2013-03-29 20:00:19

In defense of crying at work

Sheryl Sandberg says in Lean In that it’s cool to cry at work. Anne Kreamer reports in her book It’s Always Personal: Emotion in the New Workplace (2011) that 41 percent of women and 9 percent of men had cried in front of others at work and it had not impacted them negatively. Dr. Peggy Drexler, in a recent article for The Daily Beast, argues that crying at work, particularly in response to institutional frustration or stress (not because of perceived personal criticism), can actually be productive by creating bonds, clearing tension, and fostering empathy among co-workers.

And yet — and yet.

And yet there’s still a debate over whether crying is something to embrace, or avoid at all costs. That’s because when people talk about crying at work, they mostly mean women crying at work. Corporate culture is one that’s still very much male-dominated, and many women believe they need to act like men—and yet be more likable than a man—in order to succeed. This includes not displaying signs of any “weakness,” or even “feminine emotions,” and not making other people uncomfortable. The act of crying can be perceived as all three. But what’s interesting is who’s doing the perceiving: in keeping with the notion that women are harsher on women—both at work and in their personal lives—Kreamer found that male managers reported being fine with female employees crying, while female managers were less so.

I have never once cried at work. Not on September 11, 2001, at my first job after college, when people were openly sobbing all around me. Not when I found out an uncle had committed suicide. Not when I felt like I might die from a thousand little cuts of undermining by an alpha editor. And I am an easy cryer. I cry at everything. I cry at the tackiest sentimental shit possible. I think I might have teared up during The Transformers: Revenge of the Fallen, in that scene where Shia is almost-dead.

But never at work. And I’m not a standoffish co-worker.
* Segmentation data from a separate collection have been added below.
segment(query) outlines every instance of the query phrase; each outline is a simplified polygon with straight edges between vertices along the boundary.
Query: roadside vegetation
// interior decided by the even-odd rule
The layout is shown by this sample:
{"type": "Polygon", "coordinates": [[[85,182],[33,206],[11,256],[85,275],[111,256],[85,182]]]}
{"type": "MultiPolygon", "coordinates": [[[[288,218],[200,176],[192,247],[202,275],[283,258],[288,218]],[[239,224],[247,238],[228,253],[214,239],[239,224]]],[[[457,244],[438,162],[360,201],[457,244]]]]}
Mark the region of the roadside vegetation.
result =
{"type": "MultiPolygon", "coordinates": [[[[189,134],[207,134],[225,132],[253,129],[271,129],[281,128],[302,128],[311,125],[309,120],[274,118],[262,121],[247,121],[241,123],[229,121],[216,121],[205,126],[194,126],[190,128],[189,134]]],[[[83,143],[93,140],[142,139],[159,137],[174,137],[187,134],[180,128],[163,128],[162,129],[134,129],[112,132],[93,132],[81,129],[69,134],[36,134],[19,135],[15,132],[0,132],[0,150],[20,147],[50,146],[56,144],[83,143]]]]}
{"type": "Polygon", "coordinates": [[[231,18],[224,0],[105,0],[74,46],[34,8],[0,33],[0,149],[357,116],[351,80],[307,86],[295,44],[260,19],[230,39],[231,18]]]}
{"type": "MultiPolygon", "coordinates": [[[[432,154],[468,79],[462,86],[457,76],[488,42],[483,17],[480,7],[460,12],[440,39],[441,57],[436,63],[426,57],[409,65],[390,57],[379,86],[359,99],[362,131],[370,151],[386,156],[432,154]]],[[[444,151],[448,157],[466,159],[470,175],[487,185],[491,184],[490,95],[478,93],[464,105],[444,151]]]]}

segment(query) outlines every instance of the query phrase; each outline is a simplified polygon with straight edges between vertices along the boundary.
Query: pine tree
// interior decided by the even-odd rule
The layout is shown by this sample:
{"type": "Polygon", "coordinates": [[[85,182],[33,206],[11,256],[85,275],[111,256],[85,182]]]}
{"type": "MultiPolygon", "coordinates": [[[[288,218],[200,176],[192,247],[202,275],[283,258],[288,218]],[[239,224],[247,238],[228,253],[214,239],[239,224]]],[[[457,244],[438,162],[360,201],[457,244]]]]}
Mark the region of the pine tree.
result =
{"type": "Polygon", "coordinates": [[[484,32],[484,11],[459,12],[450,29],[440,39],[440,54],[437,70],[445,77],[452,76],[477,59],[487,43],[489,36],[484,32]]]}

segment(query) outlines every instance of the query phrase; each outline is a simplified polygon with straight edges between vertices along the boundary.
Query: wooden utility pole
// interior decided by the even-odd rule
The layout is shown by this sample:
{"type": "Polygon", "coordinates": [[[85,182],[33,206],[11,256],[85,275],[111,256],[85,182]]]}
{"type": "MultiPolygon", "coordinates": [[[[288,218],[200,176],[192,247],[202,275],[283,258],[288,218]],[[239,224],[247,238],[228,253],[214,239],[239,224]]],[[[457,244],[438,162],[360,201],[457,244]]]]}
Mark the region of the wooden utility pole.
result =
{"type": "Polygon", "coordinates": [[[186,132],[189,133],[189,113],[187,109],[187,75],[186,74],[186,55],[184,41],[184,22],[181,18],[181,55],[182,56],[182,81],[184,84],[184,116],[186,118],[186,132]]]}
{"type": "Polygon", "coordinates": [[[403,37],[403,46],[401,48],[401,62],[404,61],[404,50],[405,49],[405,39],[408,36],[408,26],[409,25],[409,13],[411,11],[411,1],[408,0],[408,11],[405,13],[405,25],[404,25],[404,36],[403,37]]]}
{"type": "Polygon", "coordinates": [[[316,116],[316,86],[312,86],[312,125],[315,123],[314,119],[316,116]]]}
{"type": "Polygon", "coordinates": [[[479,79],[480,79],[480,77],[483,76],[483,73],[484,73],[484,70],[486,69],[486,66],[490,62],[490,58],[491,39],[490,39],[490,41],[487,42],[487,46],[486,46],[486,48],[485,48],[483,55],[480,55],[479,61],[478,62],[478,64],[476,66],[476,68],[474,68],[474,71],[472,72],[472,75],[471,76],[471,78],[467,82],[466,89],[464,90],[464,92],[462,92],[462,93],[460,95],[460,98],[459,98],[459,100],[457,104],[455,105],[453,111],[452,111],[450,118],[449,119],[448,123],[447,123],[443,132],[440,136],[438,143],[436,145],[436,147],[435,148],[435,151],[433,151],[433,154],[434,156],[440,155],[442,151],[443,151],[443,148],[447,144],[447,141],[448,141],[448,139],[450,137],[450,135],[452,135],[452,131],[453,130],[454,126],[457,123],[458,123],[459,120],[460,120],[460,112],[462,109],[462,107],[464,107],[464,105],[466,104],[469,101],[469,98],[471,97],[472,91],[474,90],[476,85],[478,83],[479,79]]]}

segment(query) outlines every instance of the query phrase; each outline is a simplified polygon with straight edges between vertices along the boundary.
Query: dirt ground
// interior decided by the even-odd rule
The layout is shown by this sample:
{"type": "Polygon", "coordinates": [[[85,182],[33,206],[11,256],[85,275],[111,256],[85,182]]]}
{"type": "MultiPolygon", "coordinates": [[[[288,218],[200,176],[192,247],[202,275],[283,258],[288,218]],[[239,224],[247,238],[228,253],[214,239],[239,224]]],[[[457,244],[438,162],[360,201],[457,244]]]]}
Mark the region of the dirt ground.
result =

Over the years my colleagues have seen me at some of my worst moments — that time when I was 24 and my boyfriend broke up with me, I went out with coworkers for happy hour to drown my sorrows and oops, ended up puking on my editor’s shoes. (He was cool with it. He’s been my reference for several jobs since.) Or when I was 26 and another boyfriend stalked me at the office, and my editor at the time walked me through how to file a police report. (Yes, I have dated some winners.) There have been great, intimate moments, too. I’ve met my bosses’ kids, gone to colleague’s bachelorette and birthday parties, swapped Xanaxes and talked misspent youths with coworkers in airport lounges while waiting for long-delayed flights. And I’ve never worried that any of this would strike my colleagues or bosses as unprofessional.

But crying? There’s no crying in baseball! Crying is too girly to do at work. I mean, get it together. 

In hindsight — what the hell? How did I develop a work ethic that made puking on my editor more acceptable than crying in front of him? Oh right. My internalized sexism. In our macho, ultra-competitive, tough-as-nails working culture, dealing with my problems, personal or work-related, by binge drinking and puking was far more professional than crying at my desk. Or, for my immature self, it seemed more professional. I had absorbed the machismo without questioning it. Meanwhile, I doubt that the boss who was so gracious about me puking on his shoes, and who today remains a friend, would have thought I was a lesser person had I shown some vulnerability through tears. Or through some other, more “girly” behavior. No decent person would. But as Kreamer points out, still today, female managers are more disapproving of female employees crying at work than male managers are. I was more disapproving of my “weakness” than anyone around me.

I work for myself now, and still have yet to cry while on the clock. But if the need arose, I wouldn’t shy away from it, male-dominated corporate culture or no. Sometimes tears happen, and that doesn’t make us fallible, or weak — it makes us human.